Глава VI Подготовка к войне

Итак, я вел бесконечные совещания с генералами и адмиралами. Мы внимательно изучали карты, обсуждали тактику сражений, расчеты тылов, людские ресурсы, количество тягловых животных и боевых кораблей, а тем временем флот сосредоточивался у берегов столицы и оба континента были прочесаны вдоль и поперек в поисках рекрутов — брали и десятилетних мальчиков, и пожилых мужчин старше пятидесяти, и девушек лет двенадцати, и шестидесятилетних старух. Новобранцев сортировали и строили под знамена Завары и Некралалы, под знаменами короля Ригеноса и Великого Защитника Человечества — Эрекозе.

В эти дни мы как раз работали над планом грандиозного вторжения на территорию элдренов: планом захвата главного порта Мернадина — Пафанаала и его окрестностей.

В свободное от совещаний время я неустанно практиковался во владении различными видами оружия, а также — в верховой езде, доводя собственное умение до совершенства.

Похоже, я не столько учился этому заново, сколько возобновлял старые навыки. Столь же знакомым, как и мой загадочный меч, было ощущение седла, и шпор, и колышущейся конской спины подо мной. То же самое было и с моим именем Эрекозе (которое, как мне сказали, означало на каком-то мертвом языке «Тот, кто всегда здесь»), и с умением стрелять из лука: я ловко попадал в цель даже на полном скаку.

Что же касается Иолинды, то в ней для меня абсолютно ничего знакомого не было. Несмотря на то что некая часть моего «я», видимо, все-таки была способна путешествовать во времени и пространстве и помнить множество моих воплощений, но все воплощения явно очень отличались друг от друга. Ни одного эпизода из тех прошлых жизней я заново не пережил, а просто снова воплотился в того же человека, но в совершенно иную эпоху и при иных обстоятельствах. Действовал тоже совершенно иначе, во всяком случае мне так казалось, но при всей условности своего бытия я как бы обладал некоей свободой воли. Во всяком случае, ощущения, что судьба моя целиком предрешена заранее, у меня не возникало. Но, может быть, я ошибался? Может быть, я оказался слишком большим оптимистом перед лицом Судьбы? А может быть, и просто глупцом? Что, если и Каторн ошибся, слишком высоко оценив меня, и я не Вечный Герой, а Вечный Дурак?..
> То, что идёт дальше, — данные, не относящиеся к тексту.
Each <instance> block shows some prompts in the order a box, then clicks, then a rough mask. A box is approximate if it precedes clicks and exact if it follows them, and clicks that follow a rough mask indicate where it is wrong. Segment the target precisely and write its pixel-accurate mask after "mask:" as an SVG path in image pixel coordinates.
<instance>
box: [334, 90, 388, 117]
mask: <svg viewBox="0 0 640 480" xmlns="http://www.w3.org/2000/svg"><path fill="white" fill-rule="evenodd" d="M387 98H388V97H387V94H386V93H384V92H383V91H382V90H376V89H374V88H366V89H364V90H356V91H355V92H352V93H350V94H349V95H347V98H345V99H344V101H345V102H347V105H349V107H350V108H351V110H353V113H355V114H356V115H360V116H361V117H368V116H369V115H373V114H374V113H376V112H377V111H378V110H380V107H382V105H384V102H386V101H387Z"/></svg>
И, уж конечно, я совершенно сознательно валял дурака, когда дело касалось Иолинды. Она была почти непереносимо прекрасна. Впрочем, оказавшись с ней наедине, я не мог притворяться дураком. Ей нужен был Герой — Бессмертный Эрекозе — и никак не меньше. Так что приходилось изображать в ее присутствии героя, чтобы успокоить девушку, хотя это не очень сочеталось с моими собственными излюбленными привычками. Должен признаться, что порой я действительно чувствовал себя скорее ее отцом, чем возможным любовником, и, объясняя это ощущение с позиций своего любимого двадцатого века, задавался вопросом, а не являюсь ли я и в самом деле в ее глазах неким «сильным отцом» или «мудрым старцем», которого она хотела бы видеть в Ригеносе?

По-моему, она втайне даже порицала Ригеноса за недостаток геройства, но мне старик был симпатичен (Старик? Видимо, все-таки сам я куда старше его, бесконечно старше… впрочем, довольно об этом…), тем более что он нес на своих плечах бремя колоссальной ответственности и очень неплохо справлялся со всем этим, насколько я успел уже в этом убедиться. В конце концов, этому человеку куда больше по душе было садоводство, чем планы военных кампаний. И не его вина, что он родился королем и в настоящее время не имел ни одного кровного родственника мужского пола, которому мог бы передать по наследству и свою власть, и свою ответственность. Ему просто не повезло. К тому же я был уже достаточно наслышан о том, как хорошо он ведет себя в сражении и никогда ни за чью спину не прячется — ни от опасности, ни от ответственности. Король Ригенос явно стремился к мирной жизни, но способен был проявить и настоящую свирепость, особенно если речь заходила о ненавистных ему элдренах. Именно я должен был стать тем героем, каким он сам, отлично понимая это, стать был не в состоянии. С этой ролью я смирился, но вовсе не был уверен, что мне хотелось бы сыграть роль героического отца Иолинды. У меня к ней были иные, более естественные и, на мой взгляд, здоровые чувства. Никакая другая близость с ней мне нужна не была!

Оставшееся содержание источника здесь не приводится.